わたしの祖父は2人とも大工だった。小さい頃のおぼろげな記憶の中では、土場で木に墨を打ち、そして柱を差し込むほぞを彫り、柱と柱を接合する仕口を作るお爺さんの顔には余裕があり、そこが私の遊び場だった。
 
ところが建前3日くらい前になると、ふだん優しい爺さんたちがあまり口をきいてくれなくなる。祖母に聞くと、「建前まであと数日だからだよ」と言って聞かされた。神経を研ぎ澄ました爺さんは、家族との距離をおのずから置いていた。当時の建前は集落の多くの人々の手を人工(にんく)として借りて行うため、棟梁(とうりょう)にとってみれば、間違いは一世一代の恥。ミスは許されないのである。それだけに「大工ほど神経を使う仕事はないよ」というのが祖母の口癖だった。
 
時代が移り技術も進歩し、手刻みという作業は少なくなったが、ここにいる匠たちは木を熟知し、手刻みのできる軍団である。プレカットとはいえ、木組みに対する注文はすこぶるうるさい。

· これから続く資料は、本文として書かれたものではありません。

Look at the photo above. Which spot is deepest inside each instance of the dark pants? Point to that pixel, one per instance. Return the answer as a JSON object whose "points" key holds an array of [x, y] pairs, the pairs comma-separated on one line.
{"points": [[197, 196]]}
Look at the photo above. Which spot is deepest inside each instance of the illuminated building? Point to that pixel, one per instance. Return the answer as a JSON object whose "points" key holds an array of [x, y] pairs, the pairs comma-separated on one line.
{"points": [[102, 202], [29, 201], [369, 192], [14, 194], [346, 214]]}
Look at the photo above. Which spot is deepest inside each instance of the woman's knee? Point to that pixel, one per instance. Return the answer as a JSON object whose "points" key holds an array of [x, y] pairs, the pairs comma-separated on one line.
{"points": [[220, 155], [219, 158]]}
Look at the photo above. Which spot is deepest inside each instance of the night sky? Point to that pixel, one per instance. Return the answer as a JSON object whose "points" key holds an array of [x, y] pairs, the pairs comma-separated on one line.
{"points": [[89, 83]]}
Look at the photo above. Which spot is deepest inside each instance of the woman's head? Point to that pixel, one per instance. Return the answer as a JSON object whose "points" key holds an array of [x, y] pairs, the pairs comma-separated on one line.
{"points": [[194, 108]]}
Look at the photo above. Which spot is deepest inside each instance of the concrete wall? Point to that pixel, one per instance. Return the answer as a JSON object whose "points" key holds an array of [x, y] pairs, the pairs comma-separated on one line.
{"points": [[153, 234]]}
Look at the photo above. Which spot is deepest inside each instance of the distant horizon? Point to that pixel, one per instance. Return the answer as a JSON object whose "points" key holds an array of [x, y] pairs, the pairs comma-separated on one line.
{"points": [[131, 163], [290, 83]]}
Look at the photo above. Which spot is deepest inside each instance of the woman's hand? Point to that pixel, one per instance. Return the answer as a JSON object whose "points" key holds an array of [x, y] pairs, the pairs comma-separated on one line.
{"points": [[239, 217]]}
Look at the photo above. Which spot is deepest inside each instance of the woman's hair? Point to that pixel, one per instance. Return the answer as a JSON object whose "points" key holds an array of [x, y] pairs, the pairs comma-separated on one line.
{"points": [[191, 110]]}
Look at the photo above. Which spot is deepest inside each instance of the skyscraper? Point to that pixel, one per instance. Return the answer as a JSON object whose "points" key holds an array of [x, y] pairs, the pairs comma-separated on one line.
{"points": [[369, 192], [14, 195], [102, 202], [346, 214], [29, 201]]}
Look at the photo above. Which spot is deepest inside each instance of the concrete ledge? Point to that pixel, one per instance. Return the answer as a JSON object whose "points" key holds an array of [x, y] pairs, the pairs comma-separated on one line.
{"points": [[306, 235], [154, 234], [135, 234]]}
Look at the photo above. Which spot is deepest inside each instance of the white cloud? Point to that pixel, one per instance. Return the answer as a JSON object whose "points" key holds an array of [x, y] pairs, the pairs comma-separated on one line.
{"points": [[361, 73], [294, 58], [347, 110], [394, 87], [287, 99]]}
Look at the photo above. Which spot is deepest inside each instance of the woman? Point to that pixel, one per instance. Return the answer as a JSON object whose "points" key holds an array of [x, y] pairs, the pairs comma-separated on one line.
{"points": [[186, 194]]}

機械化が進んだ中でもこだわりのある匠たちである。
 
建前が最終場面を迎えた頃、ふとお客さんの顔を見るとなんとも言えない感動が伝わってきた。よくここまで来たという安堵感と、いよいよこの人達と家づくりが始まるんだという期待感にあふれている。家づくりはいろいろと手間がかかり苦労も多いが、一緒に家を作り上げていくという感動はその何十倍も価値のあるものとなる。これから家を建てられるお客様には、たっぷりこの感動を味わっていただきたいものだと思った。